Gastro-intestinal tumours recur later than other cancers

The world’s largest study of post-surgical outcomes of particular neuroendocrine tumours has revealed very different recurrence patterns compared to usual cancers.

Led by Monash University’s Director of Oncology Professor Eva Segelov, the collaborative research team published their results in the high impact journal JAMA Oncology this month.

Neuroendocrine tumours (NETs) are a diverse, uncommon group of cancers with increasing incidence and prevalence.  An extremely heterogeneous type of cancer, prognosis of patients with NETs ranges from months in aggressive disease to decades for indolent disease.

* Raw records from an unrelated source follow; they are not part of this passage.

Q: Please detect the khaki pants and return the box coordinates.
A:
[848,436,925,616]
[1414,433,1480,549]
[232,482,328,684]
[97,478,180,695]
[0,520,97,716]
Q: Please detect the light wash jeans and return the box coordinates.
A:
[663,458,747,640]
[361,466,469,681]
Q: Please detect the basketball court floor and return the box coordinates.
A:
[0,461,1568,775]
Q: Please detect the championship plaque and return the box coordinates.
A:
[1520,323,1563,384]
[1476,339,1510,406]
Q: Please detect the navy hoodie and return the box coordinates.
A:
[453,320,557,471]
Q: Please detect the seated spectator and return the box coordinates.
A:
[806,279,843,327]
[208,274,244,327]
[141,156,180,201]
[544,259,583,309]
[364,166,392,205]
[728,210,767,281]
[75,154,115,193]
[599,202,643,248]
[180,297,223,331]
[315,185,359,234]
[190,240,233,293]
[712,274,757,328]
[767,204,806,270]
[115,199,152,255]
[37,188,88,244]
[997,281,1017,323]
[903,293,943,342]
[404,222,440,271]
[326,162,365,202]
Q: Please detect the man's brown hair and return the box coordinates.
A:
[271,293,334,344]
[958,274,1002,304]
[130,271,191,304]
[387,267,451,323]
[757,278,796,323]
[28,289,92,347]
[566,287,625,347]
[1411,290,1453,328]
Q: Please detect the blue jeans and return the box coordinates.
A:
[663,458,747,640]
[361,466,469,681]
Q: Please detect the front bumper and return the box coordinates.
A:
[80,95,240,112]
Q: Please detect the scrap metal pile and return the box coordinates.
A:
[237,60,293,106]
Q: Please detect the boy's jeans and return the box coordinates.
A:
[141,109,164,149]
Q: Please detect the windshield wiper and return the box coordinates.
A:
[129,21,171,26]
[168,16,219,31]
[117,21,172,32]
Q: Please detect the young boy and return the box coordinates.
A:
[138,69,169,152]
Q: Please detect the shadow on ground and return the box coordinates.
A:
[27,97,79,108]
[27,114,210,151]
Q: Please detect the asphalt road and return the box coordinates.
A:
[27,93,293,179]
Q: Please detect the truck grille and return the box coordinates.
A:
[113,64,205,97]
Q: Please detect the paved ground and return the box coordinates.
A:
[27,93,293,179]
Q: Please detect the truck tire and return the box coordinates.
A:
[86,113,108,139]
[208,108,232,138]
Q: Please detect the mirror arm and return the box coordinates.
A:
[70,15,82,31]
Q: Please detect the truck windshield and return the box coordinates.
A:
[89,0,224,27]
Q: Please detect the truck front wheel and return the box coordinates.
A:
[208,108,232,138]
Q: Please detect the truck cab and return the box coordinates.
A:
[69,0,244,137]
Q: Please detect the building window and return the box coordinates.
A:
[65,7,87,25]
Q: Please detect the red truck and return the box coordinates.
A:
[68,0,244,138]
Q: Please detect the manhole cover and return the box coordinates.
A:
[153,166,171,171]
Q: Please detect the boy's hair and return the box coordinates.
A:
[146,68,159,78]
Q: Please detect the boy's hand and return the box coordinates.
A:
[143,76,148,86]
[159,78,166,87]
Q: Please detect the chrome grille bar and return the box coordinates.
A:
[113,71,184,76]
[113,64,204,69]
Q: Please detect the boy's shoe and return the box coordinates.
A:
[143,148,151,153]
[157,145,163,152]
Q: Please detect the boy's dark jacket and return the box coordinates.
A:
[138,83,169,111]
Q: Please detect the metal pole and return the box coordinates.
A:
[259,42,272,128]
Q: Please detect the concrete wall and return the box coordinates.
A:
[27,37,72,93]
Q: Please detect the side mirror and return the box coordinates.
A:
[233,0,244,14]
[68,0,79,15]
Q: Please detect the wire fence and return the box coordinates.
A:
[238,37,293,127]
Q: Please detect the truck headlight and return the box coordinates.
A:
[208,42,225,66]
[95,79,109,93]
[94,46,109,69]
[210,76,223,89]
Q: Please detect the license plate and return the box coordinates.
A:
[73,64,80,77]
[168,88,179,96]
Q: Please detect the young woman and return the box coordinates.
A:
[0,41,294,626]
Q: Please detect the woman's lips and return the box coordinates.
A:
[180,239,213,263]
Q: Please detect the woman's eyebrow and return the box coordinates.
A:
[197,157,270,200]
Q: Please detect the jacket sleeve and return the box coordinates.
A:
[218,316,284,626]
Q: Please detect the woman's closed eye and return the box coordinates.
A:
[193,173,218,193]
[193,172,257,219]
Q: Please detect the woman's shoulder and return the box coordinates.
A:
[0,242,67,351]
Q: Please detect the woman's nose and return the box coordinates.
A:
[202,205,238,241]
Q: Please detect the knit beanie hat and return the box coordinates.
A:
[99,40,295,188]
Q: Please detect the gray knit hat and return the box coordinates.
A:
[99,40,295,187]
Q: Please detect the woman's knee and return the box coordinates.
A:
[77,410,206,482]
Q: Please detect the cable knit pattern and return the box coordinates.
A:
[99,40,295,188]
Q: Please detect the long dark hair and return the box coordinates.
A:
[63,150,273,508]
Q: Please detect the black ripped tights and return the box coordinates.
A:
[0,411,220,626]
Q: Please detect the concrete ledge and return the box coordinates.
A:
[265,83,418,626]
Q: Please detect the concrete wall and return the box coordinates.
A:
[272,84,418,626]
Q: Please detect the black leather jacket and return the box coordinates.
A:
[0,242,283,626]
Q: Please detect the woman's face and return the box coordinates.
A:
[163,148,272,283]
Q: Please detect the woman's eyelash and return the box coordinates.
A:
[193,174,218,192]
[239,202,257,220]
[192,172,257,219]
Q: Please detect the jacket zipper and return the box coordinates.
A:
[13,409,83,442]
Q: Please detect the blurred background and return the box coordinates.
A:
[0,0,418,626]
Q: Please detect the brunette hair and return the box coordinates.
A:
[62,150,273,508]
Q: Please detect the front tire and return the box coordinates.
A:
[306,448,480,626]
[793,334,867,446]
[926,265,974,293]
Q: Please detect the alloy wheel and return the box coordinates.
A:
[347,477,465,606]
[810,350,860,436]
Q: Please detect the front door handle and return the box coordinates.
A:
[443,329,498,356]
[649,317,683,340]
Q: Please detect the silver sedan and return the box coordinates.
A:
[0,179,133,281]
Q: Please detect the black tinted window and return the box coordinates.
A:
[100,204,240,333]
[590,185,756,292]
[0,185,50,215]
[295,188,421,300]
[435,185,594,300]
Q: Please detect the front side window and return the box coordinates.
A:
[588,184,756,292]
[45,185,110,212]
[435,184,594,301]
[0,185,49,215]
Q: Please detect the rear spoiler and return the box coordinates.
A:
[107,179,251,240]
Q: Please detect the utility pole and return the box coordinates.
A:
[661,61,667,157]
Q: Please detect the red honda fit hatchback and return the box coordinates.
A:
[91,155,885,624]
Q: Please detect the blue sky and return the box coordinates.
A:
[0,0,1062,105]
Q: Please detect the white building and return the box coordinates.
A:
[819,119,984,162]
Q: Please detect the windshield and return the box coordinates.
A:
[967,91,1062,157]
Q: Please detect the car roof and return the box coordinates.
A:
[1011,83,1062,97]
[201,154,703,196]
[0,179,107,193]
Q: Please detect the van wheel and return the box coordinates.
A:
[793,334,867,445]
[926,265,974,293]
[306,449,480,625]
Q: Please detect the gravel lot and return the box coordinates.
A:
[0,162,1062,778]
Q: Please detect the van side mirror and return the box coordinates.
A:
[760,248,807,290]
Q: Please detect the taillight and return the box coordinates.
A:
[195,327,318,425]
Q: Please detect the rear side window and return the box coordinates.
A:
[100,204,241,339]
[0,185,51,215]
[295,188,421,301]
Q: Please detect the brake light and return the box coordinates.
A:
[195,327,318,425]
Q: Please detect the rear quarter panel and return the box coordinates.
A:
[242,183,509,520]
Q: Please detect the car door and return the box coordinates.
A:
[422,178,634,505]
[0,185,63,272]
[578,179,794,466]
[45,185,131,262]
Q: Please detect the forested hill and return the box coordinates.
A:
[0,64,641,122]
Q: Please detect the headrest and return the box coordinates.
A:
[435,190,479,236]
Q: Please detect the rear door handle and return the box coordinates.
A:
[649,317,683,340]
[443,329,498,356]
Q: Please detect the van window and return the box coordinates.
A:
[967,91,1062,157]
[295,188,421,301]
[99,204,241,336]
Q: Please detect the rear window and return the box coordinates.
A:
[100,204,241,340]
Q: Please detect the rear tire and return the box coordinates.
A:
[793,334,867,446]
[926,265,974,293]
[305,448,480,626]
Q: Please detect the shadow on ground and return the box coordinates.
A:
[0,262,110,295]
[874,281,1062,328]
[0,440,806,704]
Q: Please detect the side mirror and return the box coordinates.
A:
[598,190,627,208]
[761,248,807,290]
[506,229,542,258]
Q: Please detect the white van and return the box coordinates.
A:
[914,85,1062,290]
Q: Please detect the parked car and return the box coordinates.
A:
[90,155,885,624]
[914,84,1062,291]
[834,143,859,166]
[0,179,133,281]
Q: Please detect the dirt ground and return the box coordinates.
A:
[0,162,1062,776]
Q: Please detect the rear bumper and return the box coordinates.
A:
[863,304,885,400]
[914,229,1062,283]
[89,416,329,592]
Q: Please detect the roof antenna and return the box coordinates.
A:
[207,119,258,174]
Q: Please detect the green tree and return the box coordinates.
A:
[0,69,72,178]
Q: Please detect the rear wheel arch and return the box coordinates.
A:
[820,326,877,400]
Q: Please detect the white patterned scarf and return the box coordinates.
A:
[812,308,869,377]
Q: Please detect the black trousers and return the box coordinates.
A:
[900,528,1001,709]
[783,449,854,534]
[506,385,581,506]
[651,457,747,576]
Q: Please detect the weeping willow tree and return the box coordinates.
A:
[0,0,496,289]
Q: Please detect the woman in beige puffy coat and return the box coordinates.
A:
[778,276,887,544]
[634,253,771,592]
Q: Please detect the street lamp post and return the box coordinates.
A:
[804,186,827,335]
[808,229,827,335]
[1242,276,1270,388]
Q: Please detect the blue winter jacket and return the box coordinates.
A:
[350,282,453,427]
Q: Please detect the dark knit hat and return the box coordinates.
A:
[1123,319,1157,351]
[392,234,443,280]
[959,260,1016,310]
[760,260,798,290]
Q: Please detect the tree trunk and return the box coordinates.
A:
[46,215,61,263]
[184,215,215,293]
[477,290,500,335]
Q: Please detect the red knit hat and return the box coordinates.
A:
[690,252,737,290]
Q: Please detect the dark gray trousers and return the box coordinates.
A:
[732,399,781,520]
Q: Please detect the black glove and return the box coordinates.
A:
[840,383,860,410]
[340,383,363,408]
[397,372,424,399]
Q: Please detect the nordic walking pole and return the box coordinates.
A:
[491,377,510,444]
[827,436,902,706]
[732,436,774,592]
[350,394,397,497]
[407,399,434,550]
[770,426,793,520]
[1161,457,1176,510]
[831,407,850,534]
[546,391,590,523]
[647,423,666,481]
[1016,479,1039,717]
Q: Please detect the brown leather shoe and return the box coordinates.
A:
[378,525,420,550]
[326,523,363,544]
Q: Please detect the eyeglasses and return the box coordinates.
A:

Professor Segelov said the study is the largest ever series—by a factor of 10—in reporting outcomes after curative surgery for a rare cancer, Neuroendocrine Tumours (NET), arising from the gut or pancreas,” Professor Segelov said.

“For the first time, our study shows very different recurrence patterns for this kind of tumour.”

“On average NETs take seven to ten years to recur, whereas most other cancers spread to another organ like the liver or lungs within three to five years.”

The significant clinical implications of this study are that these patients need a different follow-up schedule to other cancer patients.

“Instead of having frequent visits and scans in the first few years, these patients should have more intense follow-up after five years—this is quite a paradigm shift,” Professor Segelov said.

Professor Segelov said future research should focus on the cost-effectiveness of surveillance and its impact on patient outcomes.

This work was undertaken using the very large population database of Ontario, Canada, reporting more than 900 cases, and was performed  within CommNETS, an international research collaboration co-founded by Professor Segelov.